For the last two weeks, while waiting for kidney surgery, I’ve been stuck in a lose-lose situation. I’m allergic to pain and I’m allergic to my pain pills.

When I say “I’m allergic to pain,” almost no one takes me seriously. After all, isn’t everybody averse to pain? I have to explain to my nurses that pain can trigger my mast cells to release loads of chemicals and cause severe, sometimes life-threatening, reactions. When severe pain strikes, my whole body swells and burns. In other words, adequate pain management is essential to avoid MCAS complications.

So pain pills seem like an easy answer, right? Wrong. Mast cells generally hate pain medication. I am one of the lucky few that can tolerate NSAIDs and some opioids. However, this week I wasn’t so lucky.

An ER doctor prescribed me a new narcotic to manage the kidney stone pain. I was both grateful and reluctant. I am always scared to take a new medication, but the only path to relief is trial and error. My reluctance was validated 24 hours after taking the first dose with a severe, two-day MCAS reaction.
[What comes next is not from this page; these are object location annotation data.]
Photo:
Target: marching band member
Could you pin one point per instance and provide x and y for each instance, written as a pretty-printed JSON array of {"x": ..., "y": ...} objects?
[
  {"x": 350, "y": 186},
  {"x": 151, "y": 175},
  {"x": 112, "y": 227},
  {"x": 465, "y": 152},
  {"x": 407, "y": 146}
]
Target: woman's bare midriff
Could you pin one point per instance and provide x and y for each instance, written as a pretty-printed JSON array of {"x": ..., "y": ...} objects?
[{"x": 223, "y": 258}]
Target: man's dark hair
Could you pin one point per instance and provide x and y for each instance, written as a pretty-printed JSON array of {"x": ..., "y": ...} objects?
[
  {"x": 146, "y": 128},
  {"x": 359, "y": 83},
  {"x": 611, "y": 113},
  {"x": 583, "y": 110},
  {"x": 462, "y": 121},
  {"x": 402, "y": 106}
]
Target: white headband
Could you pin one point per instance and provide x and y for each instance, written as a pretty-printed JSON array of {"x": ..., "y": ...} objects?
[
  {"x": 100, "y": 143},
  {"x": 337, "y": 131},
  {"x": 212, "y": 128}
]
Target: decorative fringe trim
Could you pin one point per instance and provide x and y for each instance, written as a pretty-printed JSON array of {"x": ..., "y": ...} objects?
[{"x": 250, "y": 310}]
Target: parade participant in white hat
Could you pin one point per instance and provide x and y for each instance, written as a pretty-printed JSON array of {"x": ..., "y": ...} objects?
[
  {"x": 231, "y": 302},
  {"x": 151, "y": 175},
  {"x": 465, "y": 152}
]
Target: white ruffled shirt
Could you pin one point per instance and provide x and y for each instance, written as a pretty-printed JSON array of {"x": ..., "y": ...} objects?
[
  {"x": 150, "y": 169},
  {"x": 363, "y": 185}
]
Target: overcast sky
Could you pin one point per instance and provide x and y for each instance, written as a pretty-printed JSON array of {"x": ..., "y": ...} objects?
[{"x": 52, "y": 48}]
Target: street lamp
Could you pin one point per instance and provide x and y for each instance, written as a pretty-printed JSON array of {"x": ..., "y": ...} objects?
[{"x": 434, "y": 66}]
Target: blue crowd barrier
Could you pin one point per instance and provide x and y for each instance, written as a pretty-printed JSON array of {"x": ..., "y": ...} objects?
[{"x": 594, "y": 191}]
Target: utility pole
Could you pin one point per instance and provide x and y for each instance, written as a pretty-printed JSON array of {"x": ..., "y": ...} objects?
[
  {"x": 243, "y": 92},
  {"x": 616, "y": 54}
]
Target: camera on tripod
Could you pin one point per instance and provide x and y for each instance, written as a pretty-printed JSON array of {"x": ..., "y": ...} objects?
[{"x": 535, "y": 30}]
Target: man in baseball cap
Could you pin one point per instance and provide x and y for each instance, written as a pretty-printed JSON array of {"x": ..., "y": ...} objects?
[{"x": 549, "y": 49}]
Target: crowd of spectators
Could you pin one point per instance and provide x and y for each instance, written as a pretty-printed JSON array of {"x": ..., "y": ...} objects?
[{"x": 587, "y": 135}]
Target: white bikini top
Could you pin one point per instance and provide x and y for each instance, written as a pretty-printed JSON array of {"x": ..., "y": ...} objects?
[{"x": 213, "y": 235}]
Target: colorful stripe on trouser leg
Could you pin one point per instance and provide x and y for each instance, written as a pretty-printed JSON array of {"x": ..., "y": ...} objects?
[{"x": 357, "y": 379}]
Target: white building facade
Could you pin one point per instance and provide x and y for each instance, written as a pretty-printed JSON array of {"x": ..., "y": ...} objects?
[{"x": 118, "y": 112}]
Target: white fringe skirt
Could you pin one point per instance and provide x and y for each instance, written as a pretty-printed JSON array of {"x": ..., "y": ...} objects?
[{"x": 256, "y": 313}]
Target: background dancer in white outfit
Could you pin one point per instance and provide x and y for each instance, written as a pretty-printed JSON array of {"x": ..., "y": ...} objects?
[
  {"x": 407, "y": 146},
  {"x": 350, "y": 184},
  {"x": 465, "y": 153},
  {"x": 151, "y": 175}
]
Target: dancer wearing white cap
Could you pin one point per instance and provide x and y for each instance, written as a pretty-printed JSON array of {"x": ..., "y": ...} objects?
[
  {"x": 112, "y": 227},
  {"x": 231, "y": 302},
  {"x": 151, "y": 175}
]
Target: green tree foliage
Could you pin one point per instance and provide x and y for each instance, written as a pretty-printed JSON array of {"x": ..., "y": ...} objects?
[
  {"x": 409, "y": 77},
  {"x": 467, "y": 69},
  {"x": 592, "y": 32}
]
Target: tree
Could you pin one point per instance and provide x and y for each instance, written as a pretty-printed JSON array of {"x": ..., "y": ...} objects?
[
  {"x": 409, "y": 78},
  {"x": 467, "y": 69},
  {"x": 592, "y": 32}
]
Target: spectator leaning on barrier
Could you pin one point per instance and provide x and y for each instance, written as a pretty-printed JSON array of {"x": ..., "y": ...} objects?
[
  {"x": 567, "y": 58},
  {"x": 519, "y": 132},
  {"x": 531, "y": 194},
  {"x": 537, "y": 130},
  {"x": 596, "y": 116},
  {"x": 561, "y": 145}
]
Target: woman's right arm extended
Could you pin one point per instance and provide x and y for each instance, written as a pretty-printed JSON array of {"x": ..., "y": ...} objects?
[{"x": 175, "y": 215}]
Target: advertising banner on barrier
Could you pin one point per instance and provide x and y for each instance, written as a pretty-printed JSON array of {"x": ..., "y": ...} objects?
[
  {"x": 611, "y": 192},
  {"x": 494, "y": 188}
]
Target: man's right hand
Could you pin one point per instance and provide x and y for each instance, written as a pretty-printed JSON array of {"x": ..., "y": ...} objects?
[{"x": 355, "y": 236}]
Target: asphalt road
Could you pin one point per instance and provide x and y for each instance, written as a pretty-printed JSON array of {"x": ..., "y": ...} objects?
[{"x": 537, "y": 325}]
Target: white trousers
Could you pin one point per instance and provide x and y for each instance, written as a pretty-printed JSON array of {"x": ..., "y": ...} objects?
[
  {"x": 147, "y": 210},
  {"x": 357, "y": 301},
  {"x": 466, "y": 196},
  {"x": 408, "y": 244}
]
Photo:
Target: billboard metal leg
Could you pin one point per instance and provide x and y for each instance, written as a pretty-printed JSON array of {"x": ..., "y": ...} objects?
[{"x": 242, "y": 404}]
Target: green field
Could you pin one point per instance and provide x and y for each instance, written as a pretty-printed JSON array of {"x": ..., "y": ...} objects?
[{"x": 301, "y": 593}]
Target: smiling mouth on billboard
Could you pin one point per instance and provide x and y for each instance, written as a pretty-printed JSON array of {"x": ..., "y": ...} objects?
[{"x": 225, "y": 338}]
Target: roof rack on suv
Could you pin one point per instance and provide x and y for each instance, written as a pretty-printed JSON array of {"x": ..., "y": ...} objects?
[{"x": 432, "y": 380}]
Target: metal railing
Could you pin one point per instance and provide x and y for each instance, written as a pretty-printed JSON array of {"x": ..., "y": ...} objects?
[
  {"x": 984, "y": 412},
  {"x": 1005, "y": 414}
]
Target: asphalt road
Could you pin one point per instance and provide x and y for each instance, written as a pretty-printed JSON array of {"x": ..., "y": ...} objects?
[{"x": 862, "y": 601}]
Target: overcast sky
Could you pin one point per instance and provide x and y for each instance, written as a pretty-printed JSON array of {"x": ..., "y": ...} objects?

My reactions to medications are distinct from other MCAS reactions. In addition to typical symptoms, a migraine with aura renders me bed bound for 1-2 days as the medication leaves my body. I take the maximize amount of Benadryl in order to keep food, fluids, and medication down.

So basically, I traded my pain for vertigo and vision loss. I think I prefer pain after realizing how heavily I rely on screens for comfort. Social media is a great source of support, but in this instance, it was also my enemy. I also tried blogging, but only managed a few desperate sentences before I vomited and proclaimed my life was over. The future seems bleak in an MCAS flare.

Despite knowledge and planning, I often feel like I can’t win at all with MCAS. Sometimes this disease is overwhelmingly unfair. But this too will pass, right? Like a 7mm, laser-blasted kidney stone, right?